4. Bizim nasıl politika yaptığımız Kırşehirde dost-düşman herkes tarafından bilinir. Biz politik kitle çalışması yaparız, yoksa kişiler ve kendi dar çevremiz üzerinden kısır bir oyalanma değil. Böyle bir kampanyayı salt kendimize mal etme gibi dar ve faydacı bir hedefimiz olsaydı toplantı çağrısı yapmaz, hiçbir toplantıya katılmazdık. Planlarımız doğrultusunda hareket ederdik, kampanyanın gündeme getirdiği gerçek ihtiyaçlar doğrultusunda değil.
5. Biz nereye, ne için özeleştiri vereceğimizi biliriz. Politik platformlarından haberi olmayan ya da işine gelmeyen, düzenin yarattığı kafalarındaki korku hücreleriyle hareket edenlere verecek ne özeleştirimiz var ne de hesabımız...
***
Biz bize yöneltilen bazı dayanaksız suçlamalara açıklık getirdik. Aşağıdaki sorulara ilgili çevrelerin açıklık getirmesi gerekir:
- Okulda broşür dağıtmak için dekan bir yana, emniyet müdürlüğünden izin alma fikri devrimcilere yakışır bir fikir midir?
- Kampanyaya ne pahasına olursa olsun devam edeceğimizi söylememiz üzerine "Dekana gidip, kampanyayı bitirdiklerini, devam edenlerin kendileri olmadığını" söylemek bir tür ihbarcılık, düzen kuvvetlerine yaranma ve yamanma değil midir?
- Bizim bu kampanyaya devam edeceğimiz ve bu dar, ciddiyetsiz kişilere bu koşullarda imza teslim etmeyeceğimizi belirtmemiz üzerine fiili şiddet gösterilerinde bulunmaları neyin ifadesidir?

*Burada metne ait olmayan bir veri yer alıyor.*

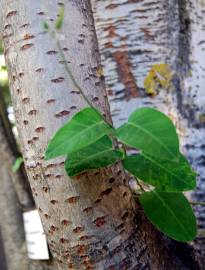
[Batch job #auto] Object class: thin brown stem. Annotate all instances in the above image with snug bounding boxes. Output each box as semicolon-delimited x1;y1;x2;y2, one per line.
56;39;94;109
135;178;146;192
190;201;205;206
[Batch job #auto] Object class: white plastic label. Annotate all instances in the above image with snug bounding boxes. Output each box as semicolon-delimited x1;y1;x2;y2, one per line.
23;210;49;260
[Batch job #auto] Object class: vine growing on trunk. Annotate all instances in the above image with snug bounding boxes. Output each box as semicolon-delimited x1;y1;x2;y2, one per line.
44;8;197;243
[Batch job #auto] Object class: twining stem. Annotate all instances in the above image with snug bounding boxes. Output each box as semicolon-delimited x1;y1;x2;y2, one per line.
133;192;142;199
55;39;94;110
46;26;108;116
136;178;146;192
197;229;205;237
190;201;205;206
46;25;145;193
49;29;113;128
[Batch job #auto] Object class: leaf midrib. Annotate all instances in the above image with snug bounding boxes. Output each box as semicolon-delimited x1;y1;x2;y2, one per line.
141;153;192;189
128;122;176;159
153;191;192;239
68;148;115;167
49;120;110;155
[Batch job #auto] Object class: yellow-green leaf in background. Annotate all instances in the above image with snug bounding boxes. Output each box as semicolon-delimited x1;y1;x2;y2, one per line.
55;6;65;30
12;157;24;173
144;64;173;96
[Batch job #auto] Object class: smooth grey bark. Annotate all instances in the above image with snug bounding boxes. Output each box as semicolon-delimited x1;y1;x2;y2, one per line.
92;0;205;266
0;0;201;269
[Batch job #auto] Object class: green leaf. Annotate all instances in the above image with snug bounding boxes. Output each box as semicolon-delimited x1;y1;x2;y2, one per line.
45;108;113;160
144;64;173;96
116;108;179;160
12;157;24;173
140;190;196;242
65;136;124;176
55;6;65;30
123;153;196;192
0;46;4;54
43;22;50;31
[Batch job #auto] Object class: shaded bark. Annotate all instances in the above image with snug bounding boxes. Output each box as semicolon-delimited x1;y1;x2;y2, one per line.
0;88;55;270
0;229;7;270
0;89;34;209
0;112;28;270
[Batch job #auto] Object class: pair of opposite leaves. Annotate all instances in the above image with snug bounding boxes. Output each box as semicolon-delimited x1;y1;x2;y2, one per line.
45;107;197;242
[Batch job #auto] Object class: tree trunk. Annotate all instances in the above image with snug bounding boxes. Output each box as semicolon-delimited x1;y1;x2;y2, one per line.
0;104;28;270
92;0;181;125
0;1;201;269
0;229;7;270
0;88;55;269
181;1;205;262
0;89;34;209
92;0;205;266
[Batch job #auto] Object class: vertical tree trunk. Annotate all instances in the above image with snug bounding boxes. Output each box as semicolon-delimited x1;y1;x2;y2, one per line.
0;1;200;269
0;88;55;269
181;1;205;262
92;0;180;126
92;0;205;265
0;108;28;270
0;89;34;209
0;229;7;270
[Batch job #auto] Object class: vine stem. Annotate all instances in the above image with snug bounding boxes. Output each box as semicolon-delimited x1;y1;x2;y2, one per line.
135;178;146;193
55;39;94;110
47;25;144;194
133;192;142;199
48;28;113;128
190;201;205;206
53;29;146;194
197;229;205;238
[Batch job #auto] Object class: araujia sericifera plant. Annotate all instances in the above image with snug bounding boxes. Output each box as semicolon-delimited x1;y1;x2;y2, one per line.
44;9;197;243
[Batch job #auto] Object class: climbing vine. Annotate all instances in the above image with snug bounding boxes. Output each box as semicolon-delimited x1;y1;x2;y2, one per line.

- Devrimcilerin yürüttüğü bir çalışmanın sonucu "Kampanyayı sessiz-sedasız bitirme girişimleri" mi olmalı?
- Bu kampanyada objektif olarak platformlarına uygun hareket eden bizim dışımızda iki yapı vardı: Biri İmralı güneşi ışığında karanlığa gömülen Yurtsever Gençlik, diğeri reformizmin batağında debelenen ve şimdiye kadar hiçbir yerde görmediğimiz Emek Gençliğiydi. Kendini Devrimci Demokrasi, Atılım, Ekmek ve Adalet okuru olarak tanımlayanlar ise kişisel kaygılarını dile getirmekten çekinmeyen Emek Gençliğinin arkasına sığınmayı seçtiler.

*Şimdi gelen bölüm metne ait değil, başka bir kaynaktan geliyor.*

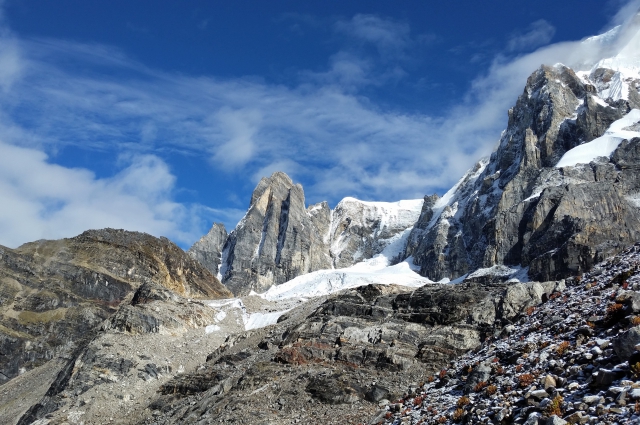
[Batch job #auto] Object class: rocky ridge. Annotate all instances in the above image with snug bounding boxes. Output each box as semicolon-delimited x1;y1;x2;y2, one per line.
216;172;422;296
117;276;566;424
187;223;228;278
379;243;640;425
0;228;230;398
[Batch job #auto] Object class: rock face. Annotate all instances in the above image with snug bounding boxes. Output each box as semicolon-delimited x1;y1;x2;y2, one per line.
0;228;230;387
220;172;332;295
405;63;640;282
329;198;423;268
125;279;563;425
219;172;423;295
187;222;227;276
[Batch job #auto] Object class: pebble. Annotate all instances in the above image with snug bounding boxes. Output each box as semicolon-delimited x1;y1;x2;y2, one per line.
380;245;640;425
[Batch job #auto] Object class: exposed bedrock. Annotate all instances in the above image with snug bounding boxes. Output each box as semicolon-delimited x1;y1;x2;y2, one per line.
405;64;640;281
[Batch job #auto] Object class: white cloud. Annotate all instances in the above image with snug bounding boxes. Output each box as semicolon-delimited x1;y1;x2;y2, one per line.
507;20;556;52
334;14;412;57
0;142;241;248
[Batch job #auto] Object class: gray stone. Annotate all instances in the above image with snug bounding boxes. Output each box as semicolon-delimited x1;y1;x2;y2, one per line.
592;369;616;388
465;362;492;393
582;395;604;405
529;389;550;400
543;375;557;390
612;326;640;361
546;415;567;425
188;223;228;276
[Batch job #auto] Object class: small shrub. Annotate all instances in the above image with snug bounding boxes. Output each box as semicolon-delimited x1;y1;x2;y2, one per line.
545;395;564;417
515;364;523;373
485;384;498;396
606;303;626;323
413;396;424;406
539;341;550;349
607;303;624;315
631;316;640;326
518;373;535;388
495;365;504;375
456;396;470;407
556;341;570;356
437;416;448;424
473;381;487;392
439;369;447;379
427;375;434;383
492;357;500;363
631;362;640;378
526;306;536;316
451;408;465;422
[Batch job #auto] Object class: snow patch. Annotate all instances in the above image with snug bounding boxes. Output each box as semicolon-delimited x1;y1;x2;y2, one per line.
205;324;220;334
243;310;291;330
464;265;530;283
556;109;640;168
205;298;290;331
261;227;432;301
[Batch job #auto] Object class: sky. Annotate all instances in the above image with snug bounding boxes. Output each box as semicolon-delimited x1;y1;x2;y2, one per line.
0;0;637;249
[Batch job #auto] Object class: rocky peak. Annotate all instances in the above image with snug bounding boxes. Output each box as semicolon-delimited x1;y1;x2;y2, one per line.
217;173;423;296
187;222;227;277
220;172;331;296
405;59;640;282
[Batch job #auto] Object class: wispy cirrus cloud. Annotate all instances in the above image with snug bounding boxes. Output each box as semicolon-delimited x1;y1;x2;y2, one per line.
507;19;556;52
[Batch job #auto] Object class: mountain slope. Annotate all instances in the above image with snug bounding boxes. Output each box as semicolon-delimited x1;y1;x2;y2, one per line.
404;59;640;282
0;228;230;389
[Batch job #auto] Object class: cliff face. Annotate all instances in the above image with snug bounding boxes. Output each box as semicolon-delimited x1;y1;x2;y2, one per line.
187;223;228;277
0;228;230;386
219;172;332;295
217;173;424;296
405;63;640;282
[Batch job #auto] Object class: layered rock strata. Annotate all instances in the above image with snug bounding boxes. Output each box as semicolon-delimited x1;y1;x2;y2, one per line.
130;279;564;425
0;228;230;387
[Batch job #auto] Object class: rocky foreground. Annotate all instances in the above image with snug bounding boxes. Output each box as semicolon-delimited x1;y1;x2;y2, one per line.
379;243;640;425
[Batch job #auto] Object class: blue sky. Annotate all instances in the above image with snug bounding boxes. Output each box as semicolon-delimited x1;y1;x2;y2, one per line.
0;0;637;249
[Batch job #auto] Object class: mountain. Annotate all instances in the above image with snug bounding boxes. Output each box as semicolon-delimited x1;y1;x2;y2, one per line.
405;62;640;283
183;23;640;295
0;228;230;390
214;172;422;296
4;18;640;425
187;223;228;277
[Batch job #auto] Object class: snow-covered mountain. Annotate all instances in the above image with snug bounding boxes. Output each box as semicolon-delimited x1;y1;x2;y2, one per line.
188;19;640;297
403;23;640;283
204;171;425;296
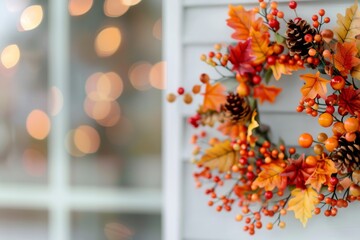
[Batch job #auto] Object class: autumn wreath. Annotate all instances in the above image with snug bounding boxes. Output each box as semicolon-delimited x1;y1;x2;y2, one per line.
167;0;360;235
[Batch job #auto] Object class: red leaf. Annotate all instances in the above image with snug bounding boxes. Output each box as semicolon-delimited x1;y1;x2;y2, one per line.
228;40;255;75
338;86;360;115
281;154;316;189
253;84;282;104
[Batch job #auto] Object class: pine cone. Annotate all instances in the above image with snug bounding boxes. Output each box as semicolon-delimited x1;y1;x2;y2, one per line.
286;19;316;59
331;132;360;174
224;93;251;123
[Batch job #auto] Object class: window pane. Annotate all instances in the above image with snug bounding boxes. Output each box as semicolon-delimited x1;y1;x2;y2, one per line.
0;0;48;184
68;0;162;189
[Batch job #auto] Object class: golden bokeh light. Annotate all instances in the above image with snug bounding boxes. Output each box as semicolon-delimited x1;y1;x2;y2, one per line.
84;97;112;120
49;87;64;116
23;148;46;177
129;62;152;91
1;44;20;69
122;0;142;6
86;72;124;101
95;27;121;57
153;19;162;40
26;110;51;140
97;101;121;127
74;125;100;154
65;130;85;157
104;0;129;17
20;5;43;31
68;0;93;16
149;61;167;90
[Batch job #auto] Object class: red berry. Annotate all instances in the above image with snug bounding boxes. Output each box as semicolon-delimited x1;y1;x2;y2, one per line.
330;76;345;90
326;105;335;114
312;15;318;21
267;55;277;65
265;191;273;200
239;157;248;165
246;171;255;181
304;34;313;43
268;19;280;31
330;177;339;186
177;87;185;95
252;75;262;85
289;1;297;9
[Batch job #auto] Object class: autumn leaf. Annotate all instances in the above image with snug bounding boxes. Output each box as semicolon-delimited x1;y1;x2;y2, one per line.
198;140;238;173
218;121;246;139
281;154;316;189
351;64;360;79
338;85;360;115
300;72;330;99
288;186;318;227
270;61;290;80
334;1;360;43
228;40;255;75
227;5;256;40
202;82;227;112
233;184;252;199
253;84;282;104
252;160;287;191
330;42;360;76
305;158;338;192
250;30;272;64
247;110;259;144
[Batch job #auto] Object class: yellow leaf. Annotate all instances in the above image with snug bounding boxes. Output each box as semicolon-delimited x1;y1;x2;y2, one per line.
270;61;290;80
202;82;227;112
334;1;360;43
288;186;318;227
252;160;287;191
300;72;330;99
247;110;259;143
250;30;272;64
351;64;360;79
305;158;338;192
198;140;238;173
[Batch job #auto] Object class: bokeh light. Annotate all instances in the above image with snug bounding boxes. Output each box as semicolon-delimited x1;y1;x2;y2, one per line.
149;61;166;90
84;97;112;120
86;72;123;101
68;0;93;16
122;0;142;6
104;0;129;17
104;222;134;240
26;110;51;140
23;148;46;177
65;130;85;157
20;5;43;31
1;44;20;69
153;19;162;40
74;125;100;154
96;101;121;127
129;62;152;91
49;87;64;116
95;27;122;57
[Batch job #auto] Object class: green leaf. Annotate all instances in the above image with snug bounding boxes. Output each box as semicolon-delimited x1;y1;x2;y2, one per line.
275;33;285;44
264;68;273;84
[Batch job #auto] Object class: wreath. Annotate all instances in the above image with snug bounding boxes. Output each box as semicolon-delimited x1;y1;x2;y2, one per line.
167;0;360;235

Bir basın açıklamasının altına Devrimci-Demokrasi okuru imzası dahi atamayan, dekan bir yana Emniyetten izin alınması gerektiğini söyleyen, her gün bir önceki günü tersine çeviren söylemlere ortaya çıkan biri, Devrimci Demokrasiyi ne şekilde sahipleniyor, nasıl adına konuşma inisiyatifini gösteriyor? Sormak bize düşmez belki ama işte sormuş bulunuyoruz.
Emek verdiği broşürü dağıtmayı dahi göze alamayan, bir çalışmanın sorumluluğunu da taşıyamaz. Devrimci öğrenciyim diyerek kolay yolla sıyrılabileceğini düşünenler yanılıyorlar.
Bizim yapabileceğimiz tek şey ise; arkadaşlara en azından "savundukları" platformların bakış açısı ile bakmalarını önermek olacaktır.